Keterlibatan berkelanjutan pemerintah Eritrea dalam konflik Tigray juga dapat menimbulkan konsekuensi serius jauh di luar perbatasan Ethiopia. Ethiopia adalah pemain kunci di Tanduk Afrika, dan stabilitasnya sangat penting untuk menjaga perdamaian dan keamanan di wilayah tersebut. Keterlibatan berkelanjutan pemerintah Eritrea dalam konflik Ethiopia, dan upaya Presiden Afwerki untuk memprovokasi TPLF, dapat memperburuk ketegangan dan berkontribusi pada ketidakstabilan di wilayah tersebut.
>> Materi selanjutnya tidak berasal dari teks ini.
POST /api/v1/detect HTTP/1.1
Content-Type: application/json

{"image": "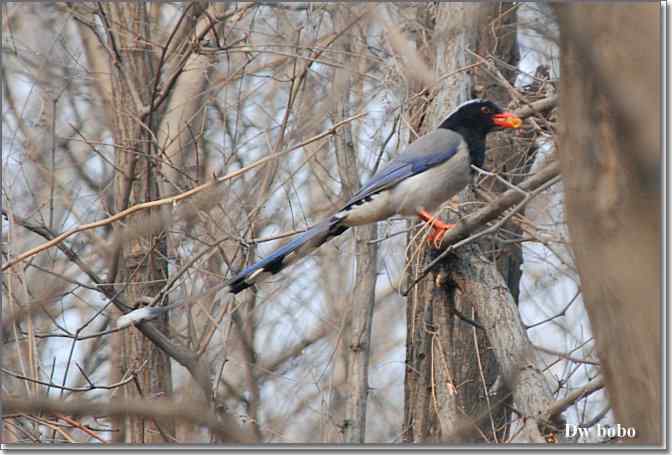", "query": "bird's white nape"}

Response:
[442,98,485,123]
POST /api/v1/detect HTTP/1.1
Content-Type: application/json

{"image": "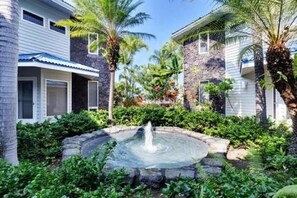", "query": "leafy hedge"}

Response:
[162,165,297,198]
[0,143,146,198]
[7,106,297,197]
[17,105,290,164]
[17,111,107,162]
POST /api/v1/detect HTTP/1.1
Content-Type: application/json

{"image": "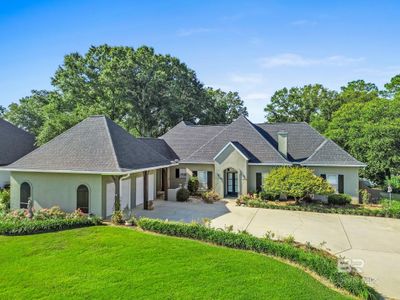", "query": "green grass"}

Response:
[0,226,346,299]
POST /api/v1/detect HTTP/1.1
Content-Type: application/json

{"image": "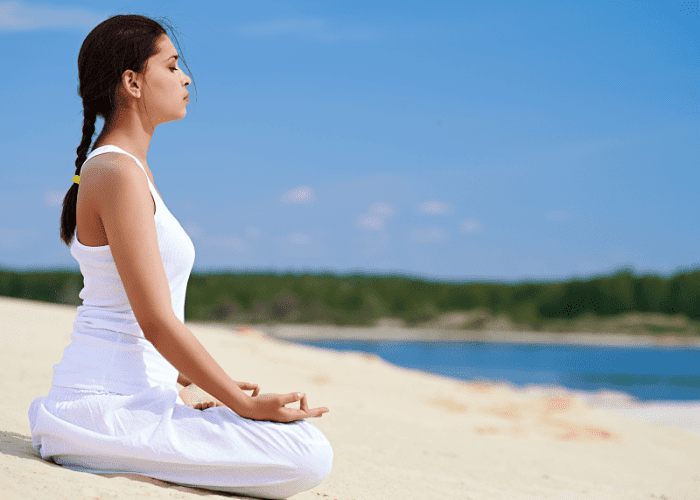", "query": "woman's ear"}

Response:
[120,69,141,99]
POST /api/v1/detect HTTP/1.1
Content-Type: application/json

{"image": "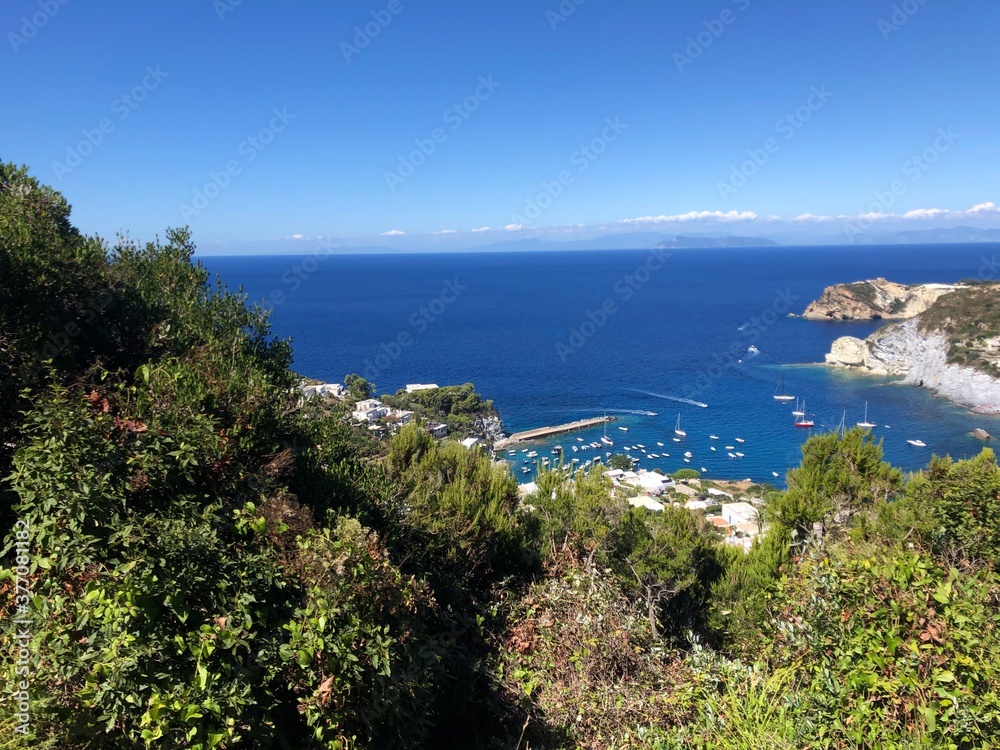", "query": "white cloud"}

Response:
[903,208,951,219]
[903,201,1000,219]
[619,211,757,224]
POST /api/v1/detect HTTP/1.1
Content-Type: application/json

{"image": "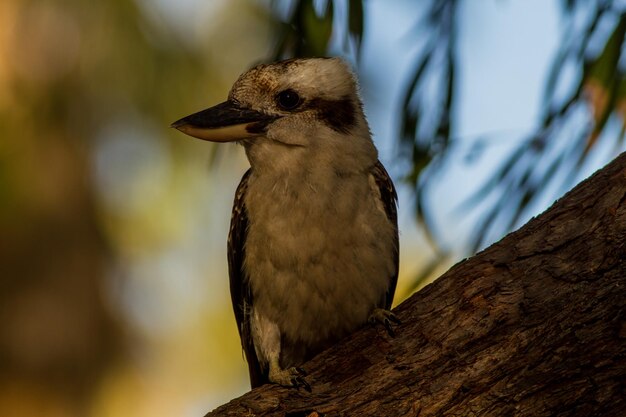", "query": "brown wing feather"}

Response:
[372,161,400,309]
[228,169,268,388]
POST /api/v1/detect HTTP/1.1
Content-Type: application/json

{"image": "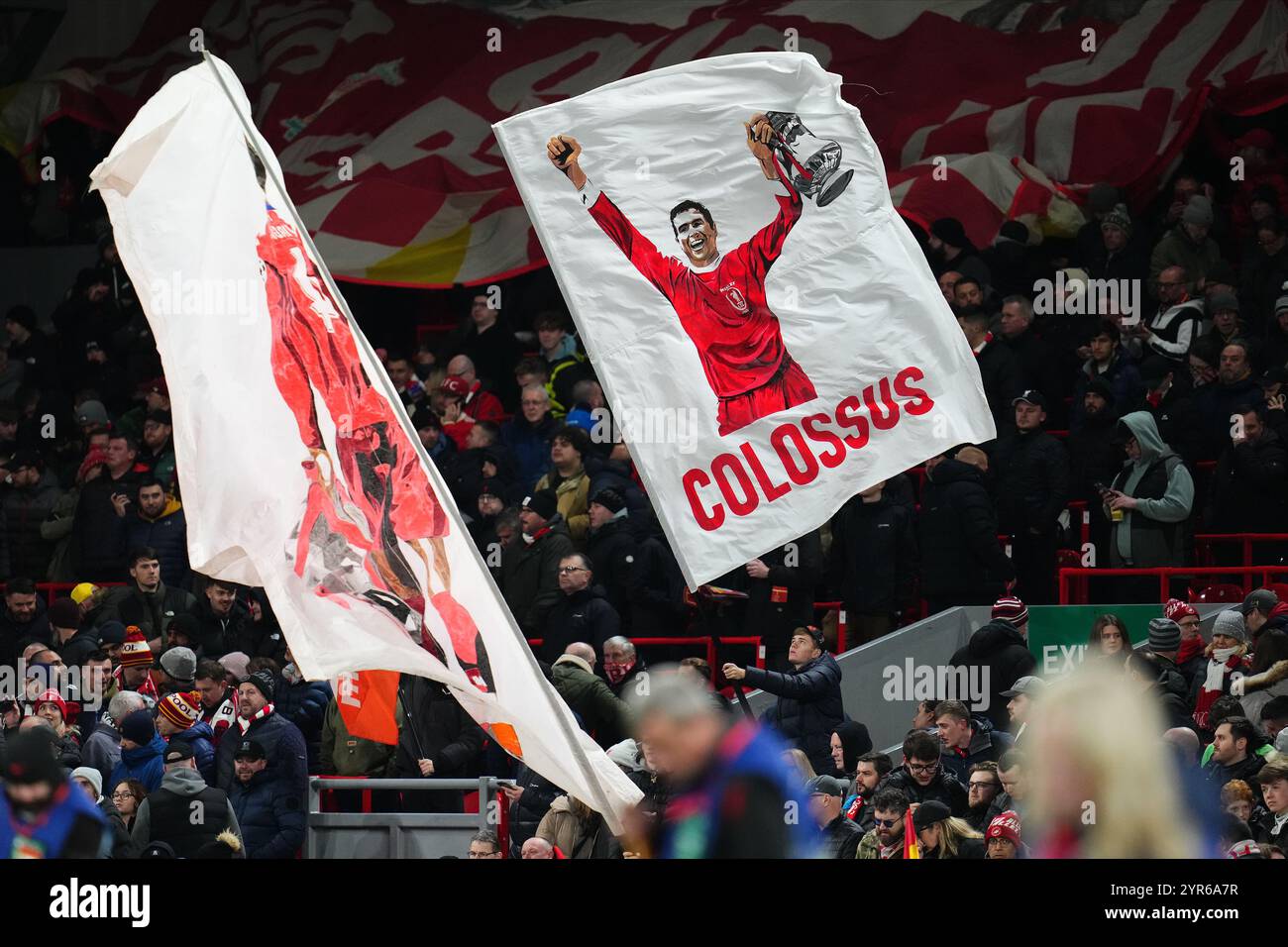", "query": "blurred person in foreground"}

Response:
[626,669,810,858]
[1025,665,1202,858]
Untuk menghindari skenario suram ini, masyarakat internasional harus memantau situasi di Tigray dengan cermat dan mengambil langkah-langkah yang diperlukan untuk memastikan bahwa pemerintah Afwerki tidak mendapatkan kesempatan lebih lanjut untuk mengguncang Ethiopia. Ini termasuk menekan pemerintah Eritrea dengan segala cara yang mungkin untuk menarik pasukannya dari Ethiopia, meminta pertanggungjawabannya atas kekejaman yang diduga dilakukannya di Tigray, dan mendorong pemerintah federal Ethiopia untuk mengambil sikap tegas terhadap keterlibatan Eritrea dalam urusan internalnya.
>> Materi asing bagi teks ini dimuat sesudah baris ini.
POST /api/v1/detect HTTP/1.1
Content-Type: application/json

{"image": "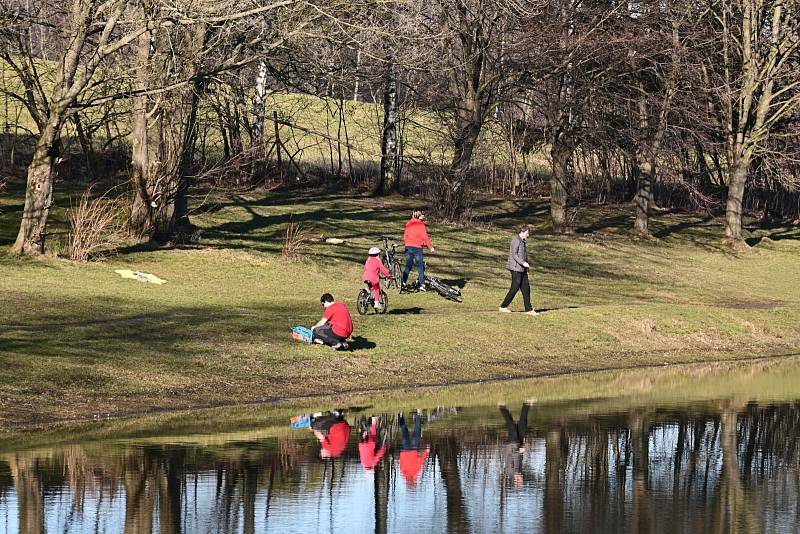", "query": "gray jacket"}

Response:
[506,234,528,273]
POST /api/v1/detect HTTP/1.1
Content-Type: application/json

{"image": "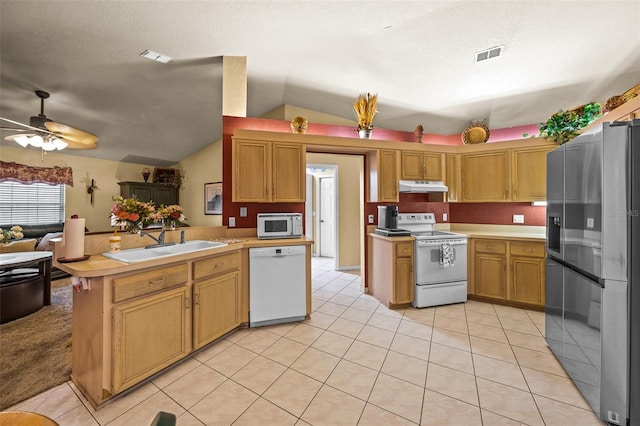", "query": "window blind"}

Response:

Selain itu, otoritas Ethiopia dan TPLF harus didorong untuk membangun perjanjian penghentian permusuhan dan memperluas cakupannya untuk menyertakan kelompok pemberontak Ethiopia lainnya, seperti Tentara Pembebasan Oromo, untuk menemukan solusi yang berkelanjutan dan inklusif untuk keamanan, sosial, tantangan politik dan ekonomi di Ethiopia.
Setelah dua tahun perang saudara, kesepakatan penghentian permusuhan telah menempatkan Ethiopia di jalan menuju perdamaian abadi dan stabilitas jangka panjang. Komunitas dunia harus melakukan segala daya untuk mencegah pemerintah Eritrea membatalkan pencapaian ini.
Pendapat yang diungkapkan dalam artikel ini adalah milik penulis sendiri dan tidak mencerminkan posisi redaksi Al Jazeera.